L’arte non ha bandiere ma legami territoriali sì. Ne è un esempio Elisa Morucci, scultrice emergente che ha chiuso ieri la sua personale, “Opere Spiritus”, nella Città dei Papi. La mostra, in collaborazione con progettArte3D e ArcheoTuscia, è stata ospitata a Viterbo presso l’ex Chiesa di Santa Maria della Salute. Al centro dell’esposizione l’opera autobiografica intitolata “It’s long way to the top”, titolo che ricorda il pezzo degli AC/DC che l’ha accompagnata durante la lavorazione della resina patinata a bronzo: un corpo femminile contorto in modo esasperato che nonostante tutto riesce a sollevare le braccia al cielo come a dire che l’arte ti piega e ti innalza al tempo stesso.

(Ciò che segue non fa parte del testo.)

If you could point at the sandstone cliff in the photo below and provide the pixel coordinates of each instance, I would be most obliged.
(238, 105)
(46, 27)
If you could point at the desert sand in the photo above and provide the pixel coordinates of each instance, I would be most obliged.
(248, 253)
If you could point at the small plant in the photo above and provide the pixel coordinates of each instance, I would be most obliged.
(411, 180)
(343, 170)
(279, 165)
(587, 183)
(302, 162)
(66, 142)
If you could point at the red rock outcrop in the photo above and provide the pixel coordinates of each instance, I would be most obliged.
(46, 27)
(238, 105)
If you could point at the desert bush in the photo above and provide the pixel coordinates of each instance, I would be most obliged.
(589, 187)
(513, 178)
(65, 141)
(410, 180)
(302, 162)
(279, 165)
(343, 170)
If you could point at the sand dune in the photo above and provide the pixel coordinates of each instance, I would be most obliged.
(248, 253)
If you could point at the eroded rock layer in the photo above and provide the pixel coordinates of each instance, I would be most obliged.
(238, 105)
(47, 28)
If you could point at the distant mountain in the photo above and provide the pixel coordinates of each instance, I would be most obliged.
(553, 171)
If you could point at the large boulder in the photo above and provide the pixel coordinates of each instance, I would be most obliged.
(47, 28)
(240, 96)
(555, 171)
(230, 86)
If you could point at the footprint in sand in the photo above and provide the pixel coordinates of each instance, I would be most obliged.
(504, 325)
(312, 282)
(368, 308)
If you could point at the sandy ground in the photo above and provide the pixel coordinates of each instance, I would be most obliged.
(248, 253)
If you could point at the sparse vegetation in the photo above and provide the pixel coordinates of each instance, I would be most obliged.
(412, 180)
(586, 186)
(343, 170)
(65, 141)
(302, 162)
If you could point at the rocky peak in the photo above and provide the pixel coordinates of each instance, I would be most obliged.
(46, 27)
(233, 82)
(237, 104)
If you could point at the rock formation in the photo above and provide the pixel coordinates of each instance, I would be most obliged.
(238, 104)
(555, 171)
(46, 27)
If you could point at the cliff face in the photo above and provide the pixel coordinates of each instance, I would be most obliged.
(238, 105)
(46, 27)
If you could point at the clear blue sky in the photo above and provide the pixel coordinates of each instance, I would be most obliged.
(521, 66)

Fiorentina di nascita, Elisa Morucci svolge la sua attività tra Firenze, Pietrasanta, Carrara e Greve in Chianti. “Il mio legame con la Tuscia è di sangue – ci racconta –. Mio padre e mio nonno sono nati a San Martino al Cimino, mia nonna paterna era di Roma. Mia mamma è nata a Castelfiorentino, i miei bisnonni erano di Gambassi e Montaione..

Oggi con Tuscia s’intendono più che altro i territori dell’Alto Lazio ma se facciamo un passo indietro scopriamo che il termine, che era sinonimo di Etruria, comprendeva una zona molto ampia, che si estendeva fino alla Liguria. Il termine Toscana deriva proprio da Tuscia. Insomma, la Tuscia è la mia terra, la meravigliosa terra degli Etruschi”.

La stessa passione per queste terre la scultrice la ritrova nello studioso Mario Sanna, amico di famiglia ed ex Facchino di Santa Rosa: “Ha fatto da tramite per la location all’ex Chiesa della Salute di Viterbo, vero gioiello architettonico, sede ideale per i miei lavori, tutti legati a un percorso iniziatico spirituale”.

A testimonianza del forte legame con la viterbesità, la Morucci ha dedicato a Santa Rosa una scultura, esposta al Museo del Sodalizio dei Facchini: “Di lei mi ha toccata la testimonianza, la sua intera esistenza, in tutto e per tutto conforme all’insegnamento cristico. Rosa è un esempio eterno, l’esempio di come non serva nulla che non sia già in noi stessi, per realizzare la ‘Grande Opera’.

L’idea è nata in modo molto naturale, come naturale è stato il pensiero di dedicare il mio lavoro ai Facchini di Santa Rosa, che nel mio immaginario, lo stesso di quando ero piccola, sono cavalieri valorosi, portatori di un principio sacro.

Quando mi è stato proposto di esporre a Viterbo, il primo pensiero è stato per Santa Rosa.

L’ho immaginata ancora bambina, lontana dalla santità ma già intimamente connessa alla legge che tutto permea; già naturalmente intrisa, nell’anima e nel corpo, dei sentimenti di amore e sacrificio che caratterizzano gli spiriti elevati, nelle culture di ogni tempo. Con questa grande rosa mistica sul petto, mentre con un movimento misterioso delle mani, la faceva ruotare. Lei protegge la rosa, i Facchini con il Sodalizio proteggono lei. Io la vedo così”.

Conclusa la tappa viterbese, “Opere Spiritus” si sposta in Val d’Orcia, a San Quirico, “un altro luogo magico. Stiamo organizzando lo spostamento in questi giorni. It’s long way to the top’ invece, sarà ospitata nella splendida vasca termale di Bagno Vignoni, per poi essere collocata a Palazzo Chigi, insieme alle altre opere. L’inaugurazione è prevista per sabato 13 ottobre alle ore 17,30. Siete tutti invitati”.